Hence Russia has a vested interest in converting the Middle Eastern chaos into an all out war, spilling into the Arabian Peninsula. Fanning the Sunni-Shiite conflict, which is the effect of Putin’s air raids, serves that purpose perfectly.

Strategic. Putin’s media are making no secret of the conflict’s nature. Russia isn’t fighting for any particular group. It’s fighting against what they call ‘the Anglo-Saxon world’.

Russia’s greatest ally in the conflict so defined is ‘Death to America’ Iran and its assorted Shiite stooges, such as Hezbollah.

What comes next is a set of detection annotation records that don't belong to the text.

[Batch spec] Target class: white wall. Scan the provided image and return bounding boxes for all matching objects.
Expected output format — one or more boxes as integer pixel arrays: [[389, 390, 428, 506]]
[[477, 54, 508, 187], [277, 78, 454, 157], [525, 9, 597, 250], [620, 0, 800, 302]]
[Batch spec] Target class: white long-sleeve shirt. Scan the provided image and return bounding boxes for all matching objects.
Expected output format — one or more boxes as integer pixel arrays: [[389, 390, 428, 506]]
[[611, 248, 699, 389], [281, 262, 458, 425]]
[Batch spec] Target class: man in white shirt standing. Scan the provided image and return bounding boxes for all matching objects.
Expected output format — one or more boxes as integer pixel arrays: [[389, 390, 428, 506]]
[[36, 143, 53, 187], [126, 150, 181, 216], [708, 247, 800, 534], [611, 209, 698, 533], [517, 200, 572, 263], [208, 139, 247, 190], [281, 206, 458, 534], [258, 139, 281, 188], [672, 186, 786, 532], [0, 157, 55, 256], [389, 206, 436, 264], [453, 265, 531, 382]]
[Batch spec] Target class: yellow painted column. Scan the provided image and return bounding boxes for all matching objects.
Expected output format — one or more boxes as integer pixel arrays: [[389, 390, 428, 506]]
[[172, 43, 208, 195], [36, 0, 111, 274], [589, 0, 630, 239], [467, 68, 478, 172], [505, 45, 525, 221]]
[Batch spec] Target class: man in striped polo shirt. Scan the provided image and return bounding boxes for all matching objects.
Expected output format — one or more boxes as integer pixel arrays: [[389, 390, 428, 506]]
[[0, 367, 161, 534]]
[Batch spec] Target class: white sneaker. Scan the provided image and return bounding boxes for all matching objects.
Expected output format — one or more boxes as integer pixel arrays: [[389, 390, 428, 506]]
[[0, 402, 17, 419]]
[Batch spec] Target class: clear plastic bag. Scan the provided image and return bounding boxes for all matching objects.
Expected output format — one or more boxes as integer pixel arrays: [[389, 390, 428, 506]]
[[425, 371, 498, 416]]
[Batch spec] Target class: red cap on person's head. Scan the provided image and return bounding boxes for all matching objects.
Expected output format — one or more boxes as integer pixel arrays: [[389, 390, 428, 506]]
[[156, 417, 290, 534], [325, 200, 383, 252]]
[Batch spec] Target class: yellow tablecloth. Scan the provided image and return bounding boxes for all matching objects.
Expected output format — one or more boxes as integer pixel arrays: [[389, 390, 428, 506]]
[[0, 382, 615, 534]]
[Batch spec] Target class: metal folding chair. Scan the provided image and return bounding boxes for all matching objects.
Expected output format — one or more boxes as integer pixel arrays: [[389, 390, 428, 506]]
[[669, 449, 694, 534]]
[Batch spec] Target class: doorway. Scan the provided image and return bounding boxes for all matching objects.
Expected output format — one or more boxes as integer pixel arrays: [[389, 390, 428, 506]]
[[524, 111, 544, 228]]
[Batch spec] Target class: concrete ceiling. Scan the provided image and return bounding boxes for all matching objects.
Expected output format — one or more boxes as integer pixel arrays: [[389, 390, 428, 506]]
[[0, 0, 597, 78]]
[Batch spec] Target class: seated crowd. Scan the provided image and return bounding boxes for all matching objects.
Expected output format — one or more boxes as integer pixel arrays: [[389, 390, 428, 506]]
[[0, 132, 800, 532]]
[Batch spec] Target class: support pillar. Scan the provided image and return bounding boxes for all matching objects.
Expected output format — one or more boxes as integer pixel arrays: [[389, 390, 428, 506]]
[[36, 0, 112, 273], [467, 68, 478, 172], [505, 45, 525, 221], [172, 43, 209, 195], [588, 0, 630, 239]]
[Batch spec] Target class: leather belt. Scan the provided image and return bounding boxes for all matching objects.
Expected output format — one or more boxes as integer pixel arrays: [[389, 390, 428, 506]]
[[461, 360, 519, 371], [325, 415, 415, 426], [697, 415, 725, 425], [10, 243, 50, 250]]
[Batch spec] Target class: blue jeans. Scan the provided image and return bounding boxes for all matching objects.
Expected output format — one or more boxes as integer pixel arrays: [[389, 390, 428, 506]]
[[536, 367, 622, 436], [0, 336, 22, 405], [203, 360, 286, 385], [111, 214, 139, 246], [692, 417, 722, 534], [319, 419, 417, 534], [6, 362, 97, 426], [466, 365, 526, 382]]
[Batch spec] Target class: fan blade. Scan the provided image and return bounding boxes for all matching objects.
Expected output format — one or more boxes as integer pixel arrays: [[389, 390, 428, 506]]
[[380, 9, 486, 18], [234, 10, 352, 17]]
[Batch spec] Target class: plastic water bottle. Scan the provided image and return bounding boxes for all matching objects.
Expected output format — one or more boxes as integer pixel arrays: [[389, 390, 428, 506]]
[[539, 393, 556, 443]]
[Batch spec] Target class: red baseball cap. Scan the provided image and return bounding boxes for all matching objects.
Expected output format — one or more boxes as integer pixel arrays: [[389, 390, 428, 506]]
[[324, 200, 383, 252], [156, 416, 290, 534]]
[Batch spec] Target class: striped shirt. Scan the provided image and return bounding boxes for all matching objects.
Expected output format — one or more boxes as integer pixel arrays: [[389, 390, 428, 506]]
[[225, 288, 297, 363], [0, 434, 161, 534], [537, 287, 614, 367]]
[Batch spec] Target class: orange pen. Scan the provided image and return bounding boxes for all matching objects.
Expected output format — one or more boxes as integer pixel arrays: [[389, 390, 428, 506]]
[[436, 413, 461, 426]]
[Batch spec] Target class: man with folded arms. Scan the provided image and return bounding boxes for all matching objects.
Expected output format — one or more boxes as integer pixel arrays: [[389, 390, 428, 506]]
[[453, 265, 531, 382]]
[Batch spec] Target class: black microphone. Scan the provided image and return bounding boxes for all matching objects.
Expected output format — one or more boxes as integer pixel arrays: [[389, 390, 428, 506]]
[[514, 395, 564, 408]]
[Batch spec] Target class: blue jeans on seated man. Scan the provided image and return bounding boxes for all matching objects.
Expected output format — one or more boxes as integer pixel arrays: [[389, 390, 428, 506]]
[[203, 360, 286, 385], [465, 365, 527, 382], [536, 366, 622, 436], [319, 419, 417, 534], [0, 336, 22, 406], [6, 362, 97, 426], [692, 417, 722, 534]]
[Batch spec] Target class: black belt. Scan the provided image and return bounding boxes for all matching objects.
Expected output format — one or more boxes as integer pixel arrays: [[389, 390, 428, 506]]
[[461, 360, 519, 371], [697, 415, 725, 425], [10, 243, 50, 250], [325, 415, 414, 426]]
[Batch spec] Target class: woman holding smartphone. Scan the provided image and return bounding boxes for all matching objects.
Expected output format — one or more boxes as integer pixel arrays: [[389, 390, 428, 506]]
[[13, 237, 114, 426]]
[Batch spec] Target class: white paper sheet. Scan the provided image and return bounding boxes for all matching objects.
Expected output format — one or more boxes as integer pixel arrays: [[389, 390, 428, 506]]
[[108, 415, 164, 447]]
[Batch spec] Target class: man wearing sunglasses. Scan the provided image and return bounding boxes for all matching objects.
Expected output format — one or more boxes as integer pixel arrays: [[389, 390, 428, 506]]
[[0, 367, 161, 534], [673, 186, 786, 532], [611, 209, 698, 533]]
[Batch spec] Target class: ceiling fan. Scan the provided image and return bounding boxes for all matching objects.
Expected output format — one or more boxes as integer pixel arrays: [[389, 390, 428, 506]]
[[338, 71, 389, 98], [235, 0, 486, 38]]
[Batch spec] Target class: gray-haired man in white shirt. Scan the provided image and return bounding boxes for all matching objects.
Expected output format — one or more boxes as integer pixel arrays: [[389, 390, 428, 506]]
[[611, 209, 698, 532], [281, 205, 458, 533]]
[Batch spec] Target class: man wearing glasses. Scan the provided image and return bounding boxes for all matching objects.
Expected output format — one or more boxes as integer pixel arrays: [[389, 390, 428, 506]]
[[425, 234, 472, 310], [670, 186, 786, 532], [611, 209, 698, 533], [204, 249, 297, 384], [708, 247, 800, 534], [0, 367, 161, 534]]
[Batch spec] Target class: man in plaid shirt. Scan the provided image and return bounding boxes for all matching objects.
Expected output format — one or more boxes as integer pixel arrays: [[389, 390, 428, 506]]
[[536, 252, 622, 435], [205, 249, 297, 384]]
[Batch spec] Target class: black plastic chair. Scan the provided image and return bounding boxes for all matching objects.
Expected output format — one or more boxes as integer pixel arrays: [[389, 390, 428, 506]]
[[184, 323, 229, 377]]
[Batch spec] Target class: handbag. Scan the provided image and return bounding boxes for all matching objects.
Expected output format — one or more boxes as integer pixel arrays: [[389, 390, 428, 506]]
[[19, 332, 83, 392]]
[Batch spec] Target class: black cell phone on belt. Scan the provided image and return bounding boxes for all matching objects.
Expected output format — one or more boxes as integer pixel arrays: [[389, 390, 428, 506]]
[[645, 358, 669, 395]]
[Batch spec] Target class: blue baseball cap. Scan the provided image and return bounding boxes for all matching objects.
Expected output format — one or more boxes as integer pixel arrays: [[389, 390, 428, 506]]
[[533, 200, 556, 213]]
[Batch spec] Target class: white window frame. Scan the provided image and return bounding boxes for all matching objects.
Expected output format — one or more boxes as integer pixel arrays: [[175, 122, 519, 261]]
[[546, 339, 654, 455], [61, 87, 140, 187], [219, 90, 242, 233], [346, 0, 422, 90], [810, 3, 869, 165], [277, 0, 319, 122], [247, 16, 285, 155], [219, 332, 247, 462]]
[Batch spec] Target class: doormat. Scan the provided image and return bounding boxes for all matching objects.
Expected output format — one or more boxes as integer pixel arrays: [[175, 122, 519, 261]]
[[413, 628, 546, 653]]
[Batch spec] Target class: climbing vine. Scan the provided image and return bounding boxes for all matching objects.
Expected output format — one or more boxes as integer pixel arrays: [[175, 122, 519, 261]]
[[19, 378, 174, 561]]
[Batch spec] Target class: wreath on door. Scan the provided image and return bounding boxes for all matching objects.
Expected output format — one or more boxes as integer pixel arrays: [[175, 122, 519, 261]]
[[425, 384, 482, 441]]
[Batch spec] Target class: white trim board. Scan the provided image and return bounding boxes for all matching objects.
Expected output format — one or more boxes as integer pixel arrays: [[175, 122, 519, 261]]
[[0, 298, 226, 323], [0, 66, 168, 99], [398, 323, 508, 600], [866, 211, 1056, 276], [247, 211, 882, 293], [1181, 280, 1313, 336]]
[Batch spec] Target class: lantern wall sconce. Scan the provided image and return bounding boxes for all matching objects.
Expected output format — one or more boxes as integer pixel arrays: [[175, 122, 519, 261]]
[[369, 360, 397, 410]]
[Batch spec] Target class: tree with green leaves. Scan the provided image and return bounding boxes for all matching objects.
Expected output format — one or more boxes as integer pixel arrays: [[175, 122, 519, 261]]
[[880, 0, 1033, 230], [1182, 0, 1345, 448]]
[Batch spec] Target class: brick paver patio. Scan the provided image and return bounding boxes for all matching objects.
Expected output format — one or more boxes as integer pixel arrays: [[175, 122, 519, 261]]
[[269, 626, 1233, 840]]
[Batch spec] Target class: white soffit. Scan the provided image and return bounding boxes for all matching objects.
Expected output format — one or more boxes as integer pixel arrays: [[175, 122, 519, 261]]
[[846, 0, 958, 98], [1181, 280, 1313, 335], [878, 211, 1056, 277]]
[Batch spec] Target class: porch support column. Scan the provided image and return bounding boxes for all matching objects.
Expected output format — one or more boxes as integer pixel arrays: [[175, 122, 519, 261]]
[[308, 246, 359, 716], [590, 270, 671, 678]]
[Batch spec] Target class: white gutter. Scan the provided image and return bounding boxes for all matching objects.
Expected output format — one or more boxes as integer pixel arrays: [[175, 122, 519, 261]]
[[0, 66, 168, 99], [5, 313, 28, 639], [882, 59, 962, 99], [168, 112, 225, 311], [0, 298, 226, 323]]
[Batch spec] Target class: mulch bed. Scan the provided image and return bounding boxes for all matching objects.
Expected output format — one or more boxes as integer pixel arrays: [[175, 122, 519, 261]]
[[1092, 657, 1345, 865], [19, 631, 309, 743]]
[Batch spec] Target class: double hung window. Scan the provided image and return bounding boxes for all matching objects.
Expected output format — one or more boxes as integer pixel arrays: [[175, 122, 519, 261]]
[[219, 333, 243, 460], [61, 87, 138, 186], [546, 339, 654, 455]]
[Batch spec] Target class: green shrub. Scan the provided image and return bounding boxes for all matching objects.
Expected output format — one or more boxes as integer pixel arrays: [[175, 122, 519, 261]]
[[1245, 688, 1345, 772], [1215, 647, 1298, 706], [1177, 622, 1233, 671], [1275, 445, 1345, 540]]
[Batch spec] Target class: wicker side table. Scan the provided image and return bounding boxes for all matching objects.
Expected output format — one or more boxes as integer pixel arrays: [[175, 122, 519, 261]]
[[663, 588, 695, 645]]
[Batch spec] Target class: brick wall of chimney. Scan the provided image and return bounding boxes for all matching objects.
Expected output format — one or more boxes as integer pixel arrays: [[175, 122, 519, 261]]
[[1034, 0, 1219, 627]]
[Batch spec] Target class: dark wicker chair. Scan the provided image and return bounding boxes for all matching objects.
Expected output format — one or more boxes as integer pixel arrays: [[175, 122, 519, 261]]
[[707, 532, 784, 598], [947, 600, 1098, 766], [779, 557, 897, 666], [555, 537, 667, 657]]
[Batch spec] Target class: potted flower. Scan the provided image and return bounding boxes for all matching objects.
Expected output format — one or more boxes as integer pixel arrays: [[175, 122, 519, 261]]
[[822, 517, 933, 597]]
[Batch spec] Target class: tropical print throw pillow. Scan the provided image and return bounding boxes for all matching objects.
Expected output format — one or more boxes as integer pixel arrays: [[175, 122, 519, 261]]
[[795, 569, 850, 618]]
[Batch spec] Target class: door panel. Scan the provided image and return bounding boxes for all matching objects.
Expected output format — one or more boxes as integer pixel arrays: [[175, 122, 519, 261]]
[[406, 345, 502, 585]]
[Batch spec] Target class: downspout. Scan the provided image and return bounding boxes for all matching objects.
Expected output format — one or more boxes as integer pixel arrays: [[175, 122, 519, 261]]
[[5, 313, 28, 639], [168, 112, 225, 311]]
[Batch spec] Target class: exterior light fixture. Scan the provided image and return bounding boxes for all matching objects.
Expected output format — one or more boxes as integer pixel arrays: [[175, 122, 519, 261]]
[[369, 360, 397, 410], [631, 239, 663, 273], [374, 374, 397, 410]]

Obama has already cleared the way for the ayatollahs to develop nuclear weapons, which will present a mortal danger to Israel first and the West second. Yet the on-going conflict makes it impossible for Israel to launch an attack similar to the 1981 Ozirak raid. Doing so now would put Israel in the untenable position of appearing to be an Isis ally.

In addition to conscripting 150,000 new recruits, Putin is moving into Syria sophisticated electronic jammers and surface-to-air missiles. Since Isis has no air force, and mobile phones represent its most sophisticated electronic gear, this confirms whom Putin sees as Russia’s real enemies.

Geopolitical. Russia’s aggressive wars have finally turned her into a pariah state. This means she has to seek new geopolitical advantages against the West.

Turning most of the Middle East into her de facto dominion would serve this end nicely. Russia would acquire strongholds on the Mediterranean, something she has sought throughout her history.

Psychological. The Russians traditionally identify fear with respect (boitsa, znachit uvajayet is the Russian proverb to that effect). And respect has been in short supply historically and especially lately.

This always rankles Russia’s despotic rulers (the only kind the country has ever had). Yet Putin’s aggression against the Ukraine turned him overnight into an internationally marginal figure, respected only by his coterie of useful idiots.

Hence the desire to earn respect by fostering fear. And what can achieve that end better than creating a danger of world war, triggered either deliberately or accidentally?

One can only regret that the craven inadequacy of our own governments has pushed so many otherwise good people into the ranks of useful idiots. When one side in a conflict doesn’t even realise there’s a war on, the result is predictable.